Giuliano Amato himself returned to the topic in 2011 on the occasion of the annual conference of the Movement for Life: «The theme he dealt with is among those that many try to set aside and which however return to the scene because they are ineligible. Life begins with conception and the child conceived is already a creature who begins his path in the world. I am convinced, and not from today, that one of the implications of this is the recognition of its legal capacity, which is the ability to be the owner of rights protection and protected by the system already by conception. Thus […] should be in the civil and social reality of our time ».
The starting point and arrival is the principle of equality, the cornerstone of modernity.
All human beings are the same. Everyone. The common denominator that makes equality is the value of life, also called human dignity whose characteristics are inherence and equality.
The title of dignity belongs to the human family. The first, most elementary manifestation of human dignity is the right to life
. This is one of the most relevant conquests, consecrated in the cards on human rights inaugurated after the Second World War.
To this cornerstone of modernity – equality between all human beings: always people and never things, always subjects and never objects, always fine and never means – the proposal to modify article 1 of the civil code is linked which currently reads : «The legal capacity is acquired from the moment of birth.
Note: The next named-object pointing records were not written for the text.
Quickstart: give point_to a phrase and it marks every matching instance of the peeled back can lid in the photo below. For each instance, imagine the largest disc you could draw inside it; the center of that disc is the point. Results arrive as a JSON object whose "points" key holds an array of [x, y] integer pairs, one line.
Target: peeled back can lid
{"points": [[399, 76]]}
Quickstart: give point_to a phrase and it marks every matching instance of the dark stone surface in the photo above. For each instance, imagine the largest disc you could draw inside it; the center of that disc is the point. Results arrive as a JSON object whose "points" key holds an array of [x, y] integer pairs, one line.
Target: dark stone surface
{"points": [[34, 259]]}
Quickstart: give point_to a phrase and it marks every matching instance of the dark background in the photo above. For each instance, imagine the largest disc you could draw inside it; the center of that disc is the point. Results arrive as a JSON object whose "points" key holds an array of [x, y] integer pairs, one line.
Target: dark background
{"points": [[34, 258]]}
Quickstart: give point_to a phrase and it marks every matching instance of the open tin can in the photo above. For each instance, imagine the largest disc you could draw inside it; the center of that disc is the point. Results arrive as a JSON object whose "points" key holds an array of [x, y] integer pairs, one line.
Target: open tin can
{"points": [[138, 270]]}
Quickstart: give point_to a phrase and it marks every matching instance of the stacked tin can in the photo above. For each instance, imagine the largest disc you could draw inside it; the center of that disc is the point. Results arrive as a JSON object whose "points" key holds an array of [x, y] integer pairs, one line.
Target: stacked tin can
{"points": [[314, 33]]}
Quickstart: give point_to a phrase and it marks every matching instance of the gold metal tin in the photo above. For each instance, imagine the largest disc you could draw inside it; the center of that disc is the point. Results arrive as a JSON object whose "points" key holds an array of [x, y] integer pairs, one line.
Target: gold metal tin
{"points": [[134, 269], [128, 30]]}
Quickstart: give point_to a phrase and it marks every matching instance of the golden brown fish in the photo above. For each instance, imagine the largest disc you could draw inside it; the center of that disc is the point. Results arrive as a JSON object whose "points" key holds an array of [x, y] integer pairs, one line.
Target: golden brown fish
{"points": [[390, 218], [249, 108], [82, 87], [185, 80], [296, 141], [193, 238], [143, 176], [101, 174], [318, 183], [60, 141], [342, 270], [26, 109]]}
The rights that the law recognizes in favor of the conceived are subject to the event «. The proposal requests the modification of the first paragraph of art. 1 of the Italian Civil Code, in these terms: «Each human being has the legal ability from the moment of conception», leaving the second paragraph intact.
The basic theme has been said, is extraordinary and fundamental: equality between all human beings. Keep in mind that art. 22 of our Constitution establishes that «no one can be deprived, for political reasons, of legal ability, of citizenship, of the name»: not even one human being can be deprived of legal ability. The reference to political reasons painfully evokes those racial which, precisely in art. 1 of the Italian Civil Code, had added a third paragraph then rightly repealed in 1944: «The limitations to the legal capacity deriving from belonging to certain breeds are established by special laws». Abbogare that paragraph was rightly considered a conquest. Art. 6 of the Universal Declaration on Human Rights and art. 16 of the Civil and Political Pacting Pact attribute to «all» the right to recognition of legal capacity. More explicitly art. 3 of the American Convention on Human Rights attributes the legal capacity since conception.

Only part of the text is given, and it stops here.